Denaturing (7 M urea) and non-denaturing (no urea) 20% polyacrylamide gels were prepared in a standard Tris–borate–EDTA (TBE) buffer (pH 8). The oligonucleotide samples (100 μM) were annealed as described in the ‘Circular dichroism spectroscopy and melting curve analysis’ subsection. A mixture of 10–100-nt ssDNA fragments (low molecular weight marker, Affymetrix) was used as a control. The gels were run for 2 h at 200 V at room temperature with a standard 1× TBE running buffer (for denaturing gels) or 1× TBE with 10 mM KCl (for non-denaturing gels), stained with SYBR Gold (Thermo Fisher Scientific, USA) and analysed using a Gel Doc scanner (Bio-Rad, USA).
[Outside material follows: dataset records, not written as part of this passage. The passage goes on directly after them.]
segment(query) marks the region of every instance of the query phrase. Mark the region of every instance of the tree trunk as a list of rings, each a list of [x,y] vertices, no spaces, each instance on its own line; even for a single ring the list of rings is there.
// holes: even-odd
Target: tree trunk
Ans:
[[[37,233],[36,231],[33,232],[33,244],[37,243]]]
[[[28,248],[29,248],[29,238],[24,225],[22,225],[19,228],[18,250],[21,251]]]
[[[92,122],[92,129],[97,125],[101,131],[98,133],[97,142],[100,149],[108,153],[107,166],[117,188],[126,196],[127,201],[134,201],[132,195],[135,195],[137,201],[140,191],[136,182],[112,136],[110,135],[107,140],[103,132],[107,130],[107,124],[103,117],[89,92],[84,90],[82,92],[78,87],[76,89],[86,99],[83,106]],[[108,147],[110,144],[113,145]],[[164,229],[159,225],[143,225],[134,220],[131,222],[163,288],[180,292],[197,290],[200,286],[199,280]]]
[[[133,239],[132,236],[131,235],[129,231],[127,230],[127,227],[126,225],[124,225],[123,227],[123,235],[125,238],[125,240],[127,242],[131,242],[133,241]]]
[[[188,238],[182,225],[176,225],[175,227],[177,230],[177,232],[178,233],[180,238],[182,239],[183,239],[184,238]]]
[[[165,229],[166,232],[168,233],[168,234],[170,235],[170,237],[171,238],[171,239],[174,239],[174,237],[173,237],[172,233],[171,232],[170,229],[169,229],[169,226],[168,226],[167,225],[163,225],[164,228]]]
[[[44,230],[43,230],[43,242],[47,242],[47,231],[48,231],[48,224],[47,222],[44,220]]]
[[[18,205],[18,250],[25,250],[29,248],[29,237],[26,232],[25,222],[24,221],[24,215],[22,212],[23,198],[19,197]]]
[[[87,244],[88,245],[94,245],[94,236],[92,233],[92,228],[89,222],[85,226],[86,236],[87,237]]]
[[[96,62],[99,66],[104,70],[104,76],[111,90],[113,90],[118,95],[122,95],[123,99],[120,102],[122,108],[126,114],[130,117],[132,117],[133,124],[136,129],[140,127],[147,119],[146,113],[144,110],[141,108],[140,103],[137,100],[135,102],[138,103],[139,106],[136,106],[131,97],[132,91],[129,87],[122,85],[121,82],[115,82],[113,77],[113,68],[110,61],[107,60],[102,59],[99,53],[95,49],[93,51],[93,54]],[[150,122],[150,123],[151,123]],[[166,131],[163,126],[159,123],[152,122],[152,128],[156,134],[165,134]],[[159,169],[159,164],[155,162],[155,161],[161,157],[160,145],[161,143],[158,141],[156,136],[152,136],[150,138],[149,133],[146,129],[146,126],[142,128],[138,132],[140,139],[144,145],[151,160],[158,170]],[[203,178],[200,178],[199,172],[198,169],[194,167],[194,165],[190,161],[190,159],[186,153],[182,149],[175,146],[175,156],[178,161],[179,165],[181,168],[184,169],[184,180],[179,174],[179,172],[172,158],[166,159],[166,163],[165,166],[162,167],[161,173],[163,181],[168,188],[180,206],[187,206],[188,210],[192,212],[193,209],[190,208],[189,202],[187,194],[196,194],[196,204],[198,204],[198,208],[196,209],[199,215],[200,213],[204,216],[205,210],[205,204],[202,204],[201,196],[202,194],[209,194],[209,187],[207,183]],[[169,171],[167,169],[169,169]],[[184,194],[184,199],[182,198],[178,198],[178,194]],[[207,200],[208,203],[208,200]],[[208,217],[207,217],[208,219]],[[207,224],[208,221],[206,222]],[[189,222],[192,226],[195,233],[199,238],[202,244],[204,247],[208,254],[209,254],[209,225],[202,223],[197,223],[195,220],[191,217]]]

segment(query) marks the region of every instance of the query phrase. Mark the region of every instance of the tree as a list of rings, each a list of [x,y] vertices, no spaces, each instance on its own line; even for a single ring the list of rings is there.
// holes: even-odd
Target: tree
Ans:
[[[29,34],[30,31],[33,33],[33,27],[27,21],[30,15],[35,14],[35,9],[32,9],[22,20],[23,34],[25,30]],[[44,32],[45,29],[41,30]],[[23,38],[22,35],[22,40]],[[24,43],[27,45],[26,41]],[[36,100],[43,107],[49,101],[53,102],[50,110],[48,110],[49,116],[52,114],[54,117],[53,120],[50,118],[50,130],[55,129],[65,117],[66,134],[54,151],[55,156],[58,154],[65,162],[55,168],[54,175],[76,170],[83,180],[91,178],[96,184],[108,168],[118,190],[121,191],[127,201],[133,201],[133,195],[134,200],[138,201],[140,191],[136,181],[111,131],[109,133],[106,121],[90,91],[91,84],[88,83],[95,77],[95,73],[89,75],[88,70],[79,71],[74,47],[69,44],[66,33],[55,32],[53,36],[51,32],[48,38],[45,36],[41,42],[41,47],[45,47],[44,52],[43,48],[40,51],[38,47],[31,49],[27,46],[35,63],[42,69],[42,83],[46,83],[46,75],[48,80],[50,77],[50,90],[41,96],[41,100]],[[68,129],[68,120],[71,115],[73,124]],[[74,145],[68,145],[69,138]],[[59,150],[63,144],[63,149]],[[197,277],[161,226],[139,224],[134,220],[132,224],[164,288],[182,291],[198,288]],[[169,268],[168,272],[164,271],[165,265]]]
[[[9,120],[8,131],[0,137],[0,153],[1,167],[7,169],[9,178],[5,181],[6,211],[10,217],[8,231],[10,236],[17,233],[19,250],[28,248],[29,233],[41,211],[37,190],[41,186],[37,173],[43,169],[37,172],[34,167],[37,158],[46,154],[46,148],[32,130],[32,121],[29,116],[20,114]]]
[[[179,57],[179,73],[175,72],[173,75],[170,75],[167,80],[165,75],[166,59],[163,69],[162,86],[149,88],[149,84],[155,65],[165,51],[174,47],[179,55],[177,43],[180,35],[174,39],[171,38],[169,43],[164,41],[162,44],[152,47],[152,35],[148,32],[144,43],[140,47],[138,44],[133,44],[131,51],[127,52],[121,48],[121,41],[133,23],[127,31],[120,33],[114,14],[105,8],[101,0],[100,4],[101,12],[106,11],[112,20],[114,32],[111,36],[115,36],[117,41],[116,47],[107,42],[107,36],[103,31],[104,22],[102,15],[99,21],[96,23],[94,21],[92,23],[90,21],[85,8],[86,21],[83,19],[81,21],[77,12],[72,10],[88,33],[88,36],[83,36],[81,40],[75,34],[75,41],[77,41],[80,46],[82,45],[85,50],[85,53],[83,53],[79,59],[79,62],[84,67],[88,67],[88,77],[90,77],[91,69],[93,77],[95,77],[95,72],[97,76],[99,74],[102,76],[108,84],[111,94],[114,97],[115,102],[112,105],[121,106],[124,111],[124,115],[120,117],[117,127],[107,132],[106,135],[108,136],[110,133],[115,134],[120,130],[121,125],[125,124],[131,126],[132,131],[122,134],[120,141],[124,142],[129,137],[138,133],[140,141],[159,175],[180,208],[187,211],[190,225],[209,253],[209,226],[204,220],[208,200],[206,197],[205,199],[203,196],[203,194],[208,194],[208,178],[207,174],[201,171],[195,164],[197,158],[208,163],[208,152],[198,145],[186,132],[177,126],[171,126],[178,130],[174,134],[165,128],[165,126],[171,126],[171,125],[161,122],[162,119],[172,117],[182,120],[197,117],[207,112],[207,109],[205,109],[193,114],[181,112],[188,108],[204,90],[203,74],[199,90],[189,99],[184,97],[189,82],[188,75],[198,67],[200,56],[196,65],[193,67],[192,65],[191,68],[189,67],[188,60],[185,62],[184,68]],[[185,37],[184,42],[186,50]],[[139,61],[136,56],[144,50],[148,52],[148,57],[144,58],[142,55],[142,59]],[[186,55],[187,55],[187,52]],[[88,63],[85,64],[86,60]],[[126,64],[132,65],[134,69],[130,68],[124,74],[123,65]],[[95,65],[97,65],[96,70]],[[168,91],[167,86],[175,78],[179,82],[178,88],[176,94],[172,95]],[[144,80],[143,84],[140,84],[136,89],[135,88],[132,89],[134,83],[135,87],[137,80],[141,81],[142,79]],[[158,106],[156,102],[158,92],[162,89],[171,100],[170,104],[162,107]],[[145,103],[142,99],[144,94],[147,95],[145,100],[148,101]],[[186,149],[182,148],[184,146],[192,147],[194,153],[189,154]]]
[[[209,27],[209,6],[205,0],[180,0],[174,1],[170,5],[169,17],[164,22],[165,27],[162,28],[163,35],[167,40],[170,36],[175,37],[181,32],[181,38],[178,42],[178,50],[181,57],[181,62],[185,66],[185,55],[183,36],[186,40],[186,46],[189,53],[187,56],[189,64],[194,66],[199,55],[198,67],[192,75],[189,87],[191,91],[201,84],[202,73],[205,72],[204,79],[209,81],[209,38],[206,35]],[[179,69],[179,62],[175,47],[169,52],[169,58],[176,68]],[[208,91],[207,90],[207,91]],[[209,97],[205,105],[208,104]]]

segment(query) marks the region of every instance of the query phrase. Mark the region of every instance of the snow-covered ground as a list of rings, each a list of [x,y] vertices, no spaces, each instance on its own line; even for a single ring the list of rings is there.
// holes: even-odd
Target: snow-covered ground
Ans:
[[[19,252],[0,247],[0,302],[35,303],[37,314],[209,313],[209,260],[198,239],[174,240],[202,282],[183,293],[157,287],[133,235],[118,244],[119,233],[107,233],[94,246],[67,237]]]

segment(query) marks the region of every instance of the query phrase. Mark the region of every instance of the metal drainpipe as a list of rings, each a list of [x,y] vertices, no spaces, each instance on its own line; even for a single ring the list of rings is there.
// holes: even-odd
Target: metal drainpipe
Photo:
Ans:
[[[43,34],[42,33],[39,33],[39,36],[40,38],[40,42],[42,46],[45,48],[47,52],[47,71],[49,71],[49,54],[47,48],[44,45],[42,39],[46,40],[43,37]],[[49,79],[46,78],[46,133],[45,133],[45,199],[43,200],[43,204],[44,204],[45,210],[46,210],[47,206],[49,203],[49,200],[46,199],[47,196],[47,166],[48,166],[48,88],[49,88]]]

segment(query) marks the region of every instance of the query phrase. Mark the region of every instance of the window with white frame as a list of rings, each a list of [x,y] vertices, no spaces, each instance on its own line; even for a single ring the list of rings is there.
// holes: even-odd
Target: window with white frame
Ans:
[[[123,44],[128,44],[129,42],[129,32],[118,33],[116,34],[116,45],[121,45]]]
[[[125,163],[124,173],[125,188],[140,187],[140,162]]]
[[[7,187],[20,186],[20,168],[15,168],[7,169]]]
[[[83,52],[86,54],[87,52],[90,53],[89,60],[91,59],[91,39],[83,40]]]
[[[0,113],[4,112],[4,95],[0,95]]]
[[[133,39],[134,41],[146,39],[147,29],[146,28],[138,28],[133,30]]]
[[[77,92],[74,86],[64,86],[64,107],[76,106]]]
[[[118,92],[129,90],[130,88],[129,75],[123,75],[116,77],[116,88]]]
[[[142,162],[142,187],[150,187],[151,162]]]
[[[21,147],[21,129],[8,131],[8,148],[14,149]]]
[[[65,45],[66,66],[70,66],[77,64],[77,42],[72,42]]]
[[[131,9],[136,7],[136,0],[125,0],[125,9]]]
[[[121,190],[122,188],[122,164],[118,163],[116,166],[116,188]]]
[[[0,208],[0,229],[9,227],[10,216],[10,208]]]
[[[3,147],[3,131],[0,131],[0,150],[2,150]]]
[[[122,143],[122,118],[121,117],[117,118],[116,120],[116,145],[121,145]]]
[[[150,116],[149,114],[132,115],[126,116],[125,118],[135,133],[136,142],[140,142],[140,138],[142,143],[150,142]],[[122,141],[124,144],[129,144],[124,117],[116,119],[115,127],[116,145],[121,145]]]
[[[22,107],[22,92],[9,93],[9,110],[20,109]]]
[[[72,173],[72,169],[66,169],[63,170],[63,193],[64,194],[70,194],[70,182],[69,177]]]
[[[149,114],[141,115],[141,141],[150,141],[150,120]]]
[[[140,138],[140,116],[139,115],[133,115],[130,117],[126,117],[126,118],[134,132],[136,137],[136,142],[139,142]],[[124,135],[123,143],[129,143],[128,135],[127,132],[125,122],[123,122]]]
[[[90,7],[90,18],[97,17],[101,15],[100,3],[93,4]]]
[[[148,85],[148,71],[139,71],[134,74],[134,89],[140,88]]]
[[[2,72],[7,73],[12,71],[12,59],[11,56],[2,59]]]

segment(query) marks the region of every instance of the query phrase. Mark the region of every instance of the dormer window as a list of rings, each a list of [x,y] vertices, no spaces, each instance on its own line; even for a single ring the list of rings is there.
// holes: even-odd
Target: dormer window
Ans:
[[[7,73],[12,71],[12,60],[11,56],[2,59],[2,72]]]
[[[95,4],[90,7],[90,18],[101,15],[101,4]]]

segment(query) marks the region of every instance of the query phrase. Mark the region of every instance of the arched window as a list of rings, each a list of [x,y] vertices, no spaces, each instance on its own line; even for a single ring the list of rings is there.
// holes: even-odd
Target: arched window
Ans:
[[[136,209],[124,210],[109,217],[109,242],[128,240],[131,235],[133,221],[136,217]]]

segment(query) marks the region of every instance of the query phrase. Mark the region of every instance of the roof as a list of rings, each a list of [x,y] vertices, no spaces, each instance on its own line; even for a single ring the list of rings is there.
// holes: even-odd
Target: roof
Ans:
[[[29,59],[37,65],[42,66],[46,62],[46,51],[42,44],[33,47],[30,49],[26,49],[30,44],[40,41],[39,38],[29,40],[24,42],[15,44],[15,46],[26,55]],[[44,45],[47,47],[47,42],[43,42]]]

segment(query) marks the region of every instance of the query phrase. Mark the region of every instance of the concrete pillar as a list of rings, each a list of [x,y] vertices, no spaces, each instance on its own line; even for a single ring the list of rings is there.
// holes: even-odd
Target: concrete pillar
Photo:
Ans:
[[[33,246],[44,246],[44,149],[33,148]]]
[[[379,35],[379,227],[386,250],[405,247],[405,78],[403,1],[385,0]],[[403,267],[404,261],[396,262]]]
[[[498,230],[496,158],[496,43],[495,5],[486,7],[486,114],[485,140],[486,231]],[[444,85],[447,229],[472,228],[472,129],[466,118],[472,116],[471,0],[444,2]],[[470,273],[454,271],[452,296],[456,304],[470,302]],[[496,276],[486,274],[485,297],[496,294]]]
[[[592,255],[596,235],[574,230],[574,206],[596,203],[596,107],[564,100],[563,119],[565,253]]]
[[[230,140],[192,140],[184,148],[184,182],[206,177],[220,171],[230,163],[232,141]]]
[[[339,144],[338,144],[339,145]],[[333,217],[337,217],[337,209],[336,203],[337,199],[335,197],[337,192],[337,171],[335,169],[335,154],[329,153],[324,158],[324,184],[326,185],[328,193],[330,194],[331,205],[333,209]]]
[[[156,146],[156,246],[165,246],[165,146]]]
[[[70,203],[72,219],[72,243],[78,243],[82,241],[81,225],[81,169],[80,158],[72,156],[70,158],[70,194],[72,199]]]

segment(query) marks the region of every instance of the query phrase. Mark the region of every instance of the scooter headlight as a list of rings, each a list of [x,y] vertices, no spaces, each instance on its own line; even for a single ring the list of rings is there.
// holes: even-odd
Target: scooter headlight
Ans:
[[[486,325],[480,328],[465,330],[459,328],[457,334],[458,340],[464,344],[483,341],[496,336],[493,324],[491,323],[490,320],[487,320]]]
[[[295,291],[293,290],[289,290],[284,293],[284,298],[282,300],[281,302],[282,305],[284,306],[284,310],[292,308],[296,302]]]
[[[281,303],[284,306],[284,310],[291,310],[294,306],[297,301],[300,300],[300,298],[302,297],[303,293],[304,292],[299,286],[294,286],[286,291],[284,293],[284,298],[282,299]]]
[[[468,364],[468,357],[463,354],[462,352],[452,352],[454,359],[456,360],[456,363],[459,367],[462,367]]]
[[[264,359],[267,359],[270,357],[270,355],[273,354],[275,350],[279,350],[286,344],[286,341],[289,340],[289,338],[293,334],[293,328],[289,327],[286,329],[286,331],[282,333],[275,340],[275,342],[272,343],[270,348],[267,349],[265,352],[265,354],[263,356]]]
Nuclear magnetic resonance (NMR) spectroscopy

For nuclear magnetic resonance (NMR) spectroscopy, ONs were dissolved in 20 mM Tris–HCl buffer (pH 7.6) containing 0, 10 or 20 mM KCl. D₂O was added to each sample to a final concentration of 10% for lock signal stabilization. The final ON concentration was 100 μM. All the spectra were obtained using a Bruker Avance III 500 MHz NMR spectrometer (Bruker, Billerica, MA, USA) equipped with a Prodigy TCI cryogenic triple channel inverse probe. The ¹H chemical shifts were measured relative to an external standard, namely, tetramethylsilane. The 2D DOSY (diffusion) and common 1D proton spectra with water suppression were measured (the stimulated echo pulse sequence with bipolar gradient pulses was used) (32,33). The water signal in both the 1D and 2D DOSY spectra was suppressed by the WATERGATE pulse sequence with five pairs of symmetric gradients in all the acquired spectra (125 ms delay for binomial water suppression for 1D spectra, 20 ms delay for binomial water suppression for 2D DOSY spectra, and 200 ms delay for gradient recovery) (34). 2D DOSY spectra were acquired with 100 ms big delta. NMR data processing and analysis were performed using a Bruker TopSpin v.3.2 and Mnova 10 software.

Molecular modeling

3D models of the G4 dimers were created using a previously reported strategy (35) and available PDB data for a related 3-tetrad parallel G4 structure (PDB 2MB2). Terminal T residues and loops were removed; the G4 cores were positioned manually in head-to-tail (models 1, 2 and 4), head-to-head (model 3) or side-by-side (models 5 and 6) orientations. In models 3 and 4, the G-tracks were shifted to allow for single-nucleotide interlocking, and then, the connecting loops were added. After each step, the structure was subjected to molecular-mechanical optimization to eliminate possible van der Waals overlapping. The optimizations were performed using the Sybyl-X program [https://support.certara.com/software/molecular-modelling-and-simulation/sybyl-x/] and Powell's method (36) with the following settings: a non-bonded cut-off distance of 12 Å, 1000 iterations, simplex method for initial optimization, energy gradient convergence criterion of 0.05 kcal.mol^−1.Å⁻¹. The effect of the medium was taken into account by using a dielectric constant of 4. The final optimization of each structure was performed via 1.5 ns of molecular dynamics (also using Sybyl-X and the AMBER7FF99 force field) at T = 300 K.

RESULTS AND DISCUSSION

Design of G4 oligonucleotides

In this study, we aimed to clarify whether the basic internal features of quadruplex units predetermine multimerization in a condition-dependent manner and analysed blunt-ended G4 motifs, each comprising four G3/G2 tracks interrupted by short or relatively short non-G tracks (loops). Such motifs, particularly those with single-nucleotide loops, are abundant in the human genome (37,38) and are often colocalized with chromosomal fragile sites (4).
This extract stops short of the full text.